Trump defenders may counter that the Trump administration simultaneously cancelled another Obama executive-amnesty program, which extended protected status to unauthorized immigrants who are parents of people with U.S. residency rights, including DACA beneficiaries, a population of potentially 5 million people. But that huge program was stopped by the courts in 2015 and never went into effect. A 4-4 Supreme Court left in place the appellate court holding that DAPA (as the adult program is known) exceeded presidential power. Finishing it off is an act of administrative cleaning up.
Yet that formality looks to be the only enduring legacy of Donald Trump to the immigration restrictionists to whom he owes so much. The Cotton-Perdue bill is going nowhere fast. If the GOP looses heavily in 2018, as seems probable, it will sink forever.

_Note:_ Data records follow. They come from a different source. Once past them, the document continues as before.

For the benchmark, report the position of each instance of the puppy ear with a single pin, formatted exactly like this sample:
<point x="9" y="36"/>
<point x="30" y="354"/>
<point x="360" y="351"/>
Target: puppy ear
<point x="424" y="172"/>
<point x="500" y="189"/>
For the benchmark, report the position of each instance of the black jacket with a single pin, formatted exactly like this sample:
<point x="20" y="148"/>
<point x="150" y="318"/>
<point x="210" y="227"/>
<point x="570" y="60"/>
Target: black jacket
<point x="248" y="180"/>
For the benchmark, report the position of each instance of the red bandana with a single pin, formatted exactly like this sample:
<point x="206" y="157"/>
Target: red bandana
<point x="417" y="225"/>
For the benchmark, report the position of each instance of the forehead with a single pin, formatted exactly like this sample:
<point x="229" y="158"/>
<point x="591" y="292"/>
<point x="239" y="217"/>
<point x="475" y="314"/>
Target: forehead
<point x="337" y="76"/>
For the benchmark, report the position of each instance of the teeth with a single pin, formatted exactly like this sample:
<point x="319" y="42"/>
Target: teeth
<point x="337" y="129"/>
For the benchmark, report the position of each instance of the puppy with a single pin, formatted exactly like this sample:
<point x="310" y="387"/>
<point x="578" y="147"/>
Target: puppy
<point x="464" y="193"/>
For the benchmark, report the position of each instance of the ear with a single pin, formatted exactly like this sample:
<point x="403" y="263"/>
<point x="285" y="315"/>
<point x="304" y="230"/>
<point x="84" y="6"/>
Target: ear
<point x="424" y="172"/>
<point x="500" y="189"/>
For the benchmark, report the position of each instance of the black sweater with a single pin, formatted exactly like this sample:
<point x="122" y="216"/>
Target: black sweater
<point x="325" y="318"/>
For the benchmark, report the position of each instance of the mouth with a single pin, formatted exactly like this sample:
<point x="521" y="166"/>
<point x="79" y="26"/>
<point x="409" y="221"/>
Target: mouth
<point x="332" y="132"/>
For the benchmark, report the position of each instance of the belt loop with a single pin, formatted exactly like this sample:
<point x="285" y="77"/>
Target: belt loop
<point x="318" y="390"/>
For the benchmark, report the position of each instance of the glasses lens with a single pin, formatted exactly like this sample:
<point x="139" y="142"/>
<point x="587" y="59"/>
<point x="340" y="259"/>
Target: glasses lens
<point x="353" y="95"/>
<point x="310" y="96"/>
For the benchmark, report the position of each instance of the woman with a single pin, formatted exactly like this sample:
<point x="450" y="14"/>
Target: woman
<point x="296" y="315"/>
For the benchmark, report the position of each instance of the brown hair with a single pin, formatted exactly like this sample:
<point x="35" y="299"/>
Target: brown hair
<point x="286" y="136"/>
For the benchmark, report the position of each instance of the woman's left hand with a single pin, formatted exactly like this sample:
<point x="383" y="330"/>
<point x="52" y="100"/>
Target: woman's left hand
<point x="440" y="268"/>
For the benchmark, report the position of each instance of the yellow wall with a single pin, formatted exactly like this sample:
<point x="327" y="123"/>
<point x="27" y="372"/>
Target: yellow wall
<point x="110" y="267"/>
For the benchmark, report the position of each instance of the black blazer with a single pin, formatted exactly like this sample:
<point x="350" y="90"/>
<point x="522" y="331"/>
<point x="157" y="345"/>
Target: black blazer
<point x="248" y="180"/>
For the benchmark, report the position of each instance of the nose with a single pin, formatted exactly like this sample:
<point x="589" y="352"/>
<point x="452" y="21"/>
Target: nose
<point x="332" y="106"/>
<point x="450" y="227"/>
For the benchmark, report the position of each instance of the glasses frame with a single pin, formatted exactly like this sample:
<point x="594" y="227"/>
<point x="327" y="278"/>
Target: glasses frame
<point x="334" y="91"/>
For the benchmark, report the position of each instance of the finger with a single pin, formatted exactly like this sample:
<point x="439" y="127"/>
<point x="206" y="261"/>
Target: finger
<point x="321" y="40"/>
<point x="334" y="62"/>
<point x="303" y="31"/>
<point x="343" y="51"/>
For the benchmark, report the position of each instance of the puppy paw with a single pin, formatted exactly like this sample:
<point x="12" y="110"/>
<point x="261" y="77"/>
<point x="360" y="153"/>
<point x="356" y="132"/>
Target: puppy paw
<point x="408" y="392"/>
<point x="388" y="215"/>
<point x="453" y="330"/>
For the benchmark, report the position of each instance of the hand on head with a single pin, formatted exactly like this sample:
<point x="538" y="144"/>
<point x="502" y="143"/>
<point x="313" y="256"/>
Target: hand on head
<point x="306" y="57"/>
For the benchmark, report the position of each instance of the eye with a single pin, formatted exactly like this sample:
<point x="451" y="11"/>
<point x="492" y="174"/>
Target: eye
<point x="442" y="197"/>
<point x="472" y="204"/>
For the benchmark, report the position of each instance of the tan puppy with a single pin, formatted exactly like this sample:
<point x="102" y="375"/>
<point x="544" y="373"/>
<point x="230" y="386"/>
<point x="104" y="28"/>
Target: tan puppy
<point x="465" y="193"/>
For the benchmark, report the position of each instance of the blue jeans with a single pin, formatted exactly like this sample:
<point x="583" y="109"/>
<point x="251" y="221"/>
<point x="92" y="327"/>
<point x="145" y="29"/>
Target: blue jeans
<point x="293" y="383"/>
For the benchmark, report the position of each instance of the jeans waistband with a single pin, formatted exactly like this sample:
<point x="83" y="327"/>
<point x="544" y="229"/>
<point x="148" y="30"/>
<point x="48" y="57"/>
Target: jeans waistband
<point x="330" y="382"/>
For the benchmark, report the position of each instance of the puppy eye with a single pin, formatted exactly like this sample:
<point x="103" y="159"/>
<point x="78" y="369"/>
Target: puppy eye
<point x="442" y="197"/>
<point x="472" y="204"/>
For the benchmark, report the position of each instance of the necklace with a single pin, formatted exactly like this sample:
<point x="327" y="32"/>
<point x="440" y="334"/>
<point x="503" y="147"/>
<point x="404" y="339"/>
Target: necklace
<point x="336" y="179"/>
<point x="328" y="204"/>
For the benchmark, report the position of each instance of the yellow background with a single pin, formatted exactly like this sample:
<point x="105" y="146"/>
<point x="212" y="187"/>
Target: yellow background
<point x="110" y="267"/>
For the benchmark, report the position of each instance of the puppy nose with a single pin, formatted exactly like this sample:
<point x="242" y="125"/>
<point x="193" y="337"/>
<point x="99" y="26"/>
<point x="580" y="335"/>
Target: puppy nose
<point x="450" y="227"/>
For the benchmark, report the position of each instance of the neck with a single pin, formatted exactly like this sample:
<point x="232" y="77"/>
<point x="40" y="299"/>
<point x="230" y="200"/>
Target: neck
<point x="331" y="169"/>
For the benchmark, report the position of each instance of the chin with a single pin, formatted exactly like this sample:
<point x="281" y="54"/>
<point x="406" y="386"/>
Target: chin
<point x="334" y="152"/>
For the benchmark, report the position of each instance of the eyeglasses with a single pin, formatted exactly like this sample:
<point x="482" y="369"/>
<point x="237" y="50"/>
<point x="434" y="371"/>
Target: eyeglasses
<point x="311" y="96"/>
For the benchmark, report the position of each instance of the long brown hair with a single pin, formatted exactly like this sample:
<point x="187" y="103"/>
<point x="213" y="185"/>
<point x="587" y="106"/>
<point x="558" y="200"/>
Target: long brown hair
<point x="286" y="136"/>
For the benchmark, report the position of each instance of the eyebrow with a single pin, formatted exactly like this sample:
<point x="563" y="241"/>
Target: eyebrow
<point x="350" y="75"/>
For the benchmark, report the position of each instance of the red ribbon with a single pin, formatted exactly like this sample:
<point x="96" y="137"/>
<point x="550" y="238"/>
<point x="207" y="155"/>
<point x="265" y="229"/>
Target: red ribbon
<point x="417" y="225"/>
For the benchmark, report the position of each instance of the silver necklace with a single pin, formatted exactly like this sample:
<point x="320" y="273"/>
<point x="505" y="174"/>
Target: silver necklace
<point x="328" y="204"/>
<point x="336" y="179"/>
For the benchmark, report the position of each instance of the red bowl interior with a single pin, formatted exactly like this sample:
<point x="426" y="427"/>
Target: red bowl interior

The Trump administration is stepping up the tempo of arrests and raids. But without a stronger legislative basis for enforcement—including above all meaningful penalties for employers of illegal labor—that tempo will last only as long as Trump’s first cabinet: likely not very long at all. And if Democrats take either house of Congress (or both) in 2018, they can cut or eliminate the funding for such enforcement.
The wall isn’t being built, won’t be built, and was anyway never anything more than an expensive symbol.
Trump’s true immigration legacy will be as negligible and counter-productive as the rest of his policy agenda:
- unilateral, unnegotiated, and unrecompensed ratification of President Obama’s executive amnesty;
- termination of an already suspended program;
- no new legislation to curb numbers or rebalance priorities;
- and just enough of the most provocative kind of enforcement to mobilize his opponents without doing much to alter the incentives faced by past and future illegal immigrant populations.
Exactly why Trump betrayed his most ardent supporters will be a study for reporters and psychologists. Was it the influence of his daughter and son-in-law? The advice of his pollsters and political strategists? Or was there no plan at all, just a consequence of his administration’s utter ineffectuality at passing anything through Congress—and the president’s own overwhelming concentration on his business interests and legal troubles? Whatever the cause, the result is stark:
If you voted for Trump because you believed him about immigration, you got played.